Dear Boy: The life of Keith Moon
Page 81
According to the rota system whereby each member got to design an album sleeve in turn, Keith had been due to come up with the ideas for Who Are You. But he failed. So on the day of the Shepperton show photographs were taken to make the most of having all four members in the same place. Three of the band were wearing the same clothes as at Kilburn months earlier, indicating an intention to merge footage from the two performances. (Keith, for whom continuity was not in the dictionary, was the exception.) Pete Townshend and Roger Daltrey both sported casual jeans wear, as if trying to bridge the gap between their older audience and the ‘new wave’. John Entwistle evidently didn’t care: he wore the widest flares imaginable. And Keith … well Keith was not so much out of fashion as beyond it. He did some of the photos in a purple velvet jacket with flared white trousers and matching white spats. Then he changed into his latest persona, that of the landed gentry horseman, with riding boots, hat and hound-tooth jacket. Unfortunately, the tight trousers and finely embroidered shirt which tucked into them only served to emphasise just how fat Keith had become. As the photo shoot moved around to the back of the group’s PA, the band standing amidst cables and flight cases, photographer Terry O’Neil begged Keith to grab a nearby chair and sit forwards in it, so as to hide his paunch.
And that was the image that became the album cover – the loudest band in the world on the other side of their equipment, a group who had once been among the most image-conscious in the world reduced to a bunch of 30-something full-time businessmen and part-time rock’n’rollers in varying degrees of non-fashion. At centre shot Keith hunched forward over his chair, the back of which clearly read, by one of those bizarre coincidences that would turn out to have tragic relevance, ‘Not to be taken away.’
99 At some point after his return from LA, he also spent time at the Wellington, a private clinic in north London.

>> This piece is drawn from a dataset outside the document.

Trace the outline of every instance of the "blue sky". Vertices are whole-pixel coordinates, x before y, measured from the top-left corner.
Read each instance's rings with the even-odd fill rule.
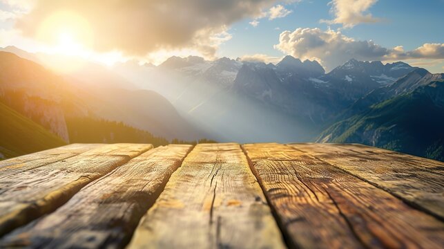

100 Special Air Service, Britain’s crack commando troup.
38
On June 4, 1978, Keith and Annette left for a month-long holiday on the island of Mauritius in the Indian Ocean. Everyone hoped that getting Keith away from the bars and clubs and other temptations of London, now that the nine-month ordeal of Who Are You was finally over, would be good for his health.
It appeared to be. The holiday was idyllic, the couple spending their time scuba diving, fishing, lying on the beach and reading. They befriended a reformed alcoholic who had worked with the Beatles, and Keith seemed impressed by the attractions sobriety could offer. Indeed, just as in Tahiti, he showed that he could take or leave the booze. The only exception was the night at the hotel club when he was asked to play the drums. He obliged, but felt compelled to get drunk in the process. To him, it was all part of the package. Otherwise, it was a perfect vacation. Annette, who celebrated her twenty-third birthday in the middle of it, sensed – at least she wanted to – that Keith was turning a corner in his life.
Why he then flipped on the return journey on July 3 remains a mystery. Maybe he felt a need to perform as soon as he was seen in public. It could have been a reaction to the impending boredom of the lengthy flight. Perhaps, also, there was fear of going home to work and its attendant pressures after such a relaxing holiday. Whatever, in the lounge before departure, he got paralytic. As the passengers approached the British Airways jet on the tarmac, Keith brazenly threw his briefcase into one of the engines. The plane was delayed at the gate while a vehicle came out to retrieve it.
On board, his boisterousness quickly turned vituperative as he ordered more drinks and forced himself on other’s company. Some passengers complained; he told them where to get off. Annette started to cry; a stewardess gave her a sedative. Keith insulted a mother and child. When the captain himself finally asked Keith to behave, Moon reportedly entered the flight deck to remonstrate.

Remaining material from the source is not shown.